System Design Masterclass
collaborationcrdtoperational-transformreal-timewebsocketsadvanced

Design Collaborative Editing System

Design real-time collaborative editing like Notion or Google Docs

Millions of documents, 100+ editors per document|Similar to Google Docs, Notion, Figma, Dropbox Paper, Microsoft Office Online, Coda|45 min read

Summary

Collaborative editing lets many people type in the same document at the same time. Think of Google Docs - you and your friend can both write in the same document, and you see each other's changes instantly. The hard part is: what happens when two people type at the exact same spot? Someone types "cat" and someone else types "dog" at position 5 - we cannot just pick one and lose the other person's work. This is called conflict resolution. There are two ways to solve this: OT (Operational Transformation) used by Google Docs, and CRDTs (a special data structure that merges automatically) used by Figma. Companies like Google, Notion, and Figma ask this question in interviews.

Key Takeaways

Core Problem

The main job is to let many people type in the same document at the same time. Everyone should see each other's changes right away, and nobody's work should get lost.

The Hard Part

When two people type at the exact same spot at the exact same time, we cannot just pick one and throw away the other. We need a smart way to keep both changes.

Scaling Axis

Each document can be handled by one server. Most documents have 1-3 people editing. The hard part is popular documents with 100+ people editing at once.

Critical Invariant

Everyone must end up with the exact same document. If Alice sees Hello World and Bob sees Hello Earth - that is a critical bug. All users must converge to the same content.

Performance Requirement

When you type, you should see your letter instantly (under 16 milliseconds). When someone else types, you should see it within half a second.

Key Tradeoff

OT is simpler and needs a central server to decide order. CRDTs are more complex but work without a server - great for offline editing.

Design Walkthrough

Problem Statement

The Question: Design a document editing app like Google Docs or Notion where many people can type in the same document at the same time.

What the app needs to do (most important first):

  1. 1.Real-time editing - When Alice types something, Bob should see it appear on his screen right away (within half a second).
  2. 2.Handle conflicts - If Alice and Bob both type at the same spot at the same time, keep BOTH of their changes. Do not throw away anyone's work.
  3. 3.Show who is editing - Show colored cursors so you can see where other people are typing.
  4. 4.Work offline - If your internet goes out, you can keep typing. When internet comes back, your changes sync up.
  5. 5.Version history - Save every change so users can go back in time and see what the document looked like yesterday.
  6. 6.Support formatting - Let users make text bold, italic, add headers, bullet points, etc.

What to say first

Before I start designing, I need to understand the conflict resolution requirements. The key question is: when two users type at the same position at the same time, what should happen? This single question determines our entire architecture.
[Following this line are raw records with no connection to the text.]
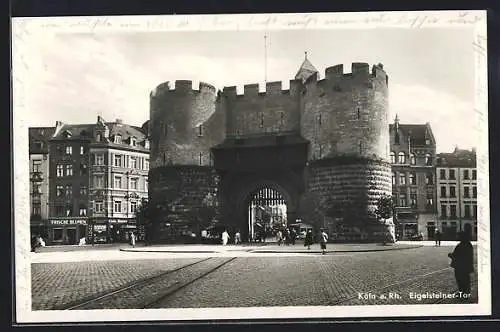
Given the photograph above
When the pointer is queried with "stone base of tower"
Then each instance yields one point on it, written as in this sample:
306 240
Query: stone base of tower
185 198
345 192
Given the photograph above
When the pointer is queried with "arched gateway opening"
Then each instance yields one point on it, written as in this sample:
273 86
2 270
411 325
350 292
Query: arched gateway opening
266 212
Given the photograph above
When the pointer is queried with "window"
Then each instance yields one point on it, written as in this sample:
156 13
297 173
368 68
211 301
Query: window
36 209
133 207
118 181
99 181
59 211
429 202
428 159
98 206
99 159
402 178
467 211
83 190
413 178
118 160
443 211
59 190
453 211
83 212
133 183
37 165
401 158
413 200
69 190
60 170
133 162
118 206
83 169
413 159
37 188
69 170
69 210
429 179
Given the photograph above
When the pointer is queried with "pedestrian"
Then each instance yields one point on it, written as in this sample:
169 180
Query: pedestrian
279 237
438 238
462 260
225 237
323 238
309 239
237 237
132 239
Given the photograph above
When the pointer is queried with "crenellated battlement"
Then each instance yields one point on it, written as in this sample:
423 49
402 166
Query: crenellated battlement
358 69
182 86
274 88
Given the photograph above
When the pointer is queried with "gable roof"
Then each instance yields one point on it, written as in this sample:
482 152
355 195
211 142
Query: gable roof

What the interviewer really wants to see: - Do you understand why simple approaches (like just saving the last person's changes) do not work? - Can you explain how OT or CRDTs solve the conflict problem? - Do you know the difference between OT (needs a server) and CRDT (works without server)? - How do you handle someone who was offline for an hour and then reconnects?

Clarifying Questions

Before you start designing, ask questions to understand what you are building. Good questions show the interviewer you think before you code.

Question 1: How many people edit at once?

How many people will be editing the same document at the same time? Is it usually 2-3 friends, or could it be 1000 people in a company meeting?

Why ask this: If only 2-3 people edit together, the design is simpler. If 1000 people edit the same document, we need special handling.

What interviewers usually say: Most documents have 2-5 editors. But some popular documents (like company announcements) might have 100+ people editing.

How this changes your design: We design for the common case (2-5 editors) but need to handle the rare case (100+ editors) without crashing.

Question 2: Plain text or fancy formatting?

Is this plain text like Notepad, or rich text with bold, italic, headers, and bullet points like Google Docs?

Why ask this: Plain text is much simpler - you just track character positions. Rich text needs to track formatting ranges (which characters are bold).

What interviewers usually say: Rich text with formatting, like Google Docs.

How this changes your design: We need to handle formatting conflicts too. What if Alice makes text bold while Bob deletes it?

Question 3: Do we need offline support?

Should people be able to edit when they have no internet? If yes, what happens when they reconnect?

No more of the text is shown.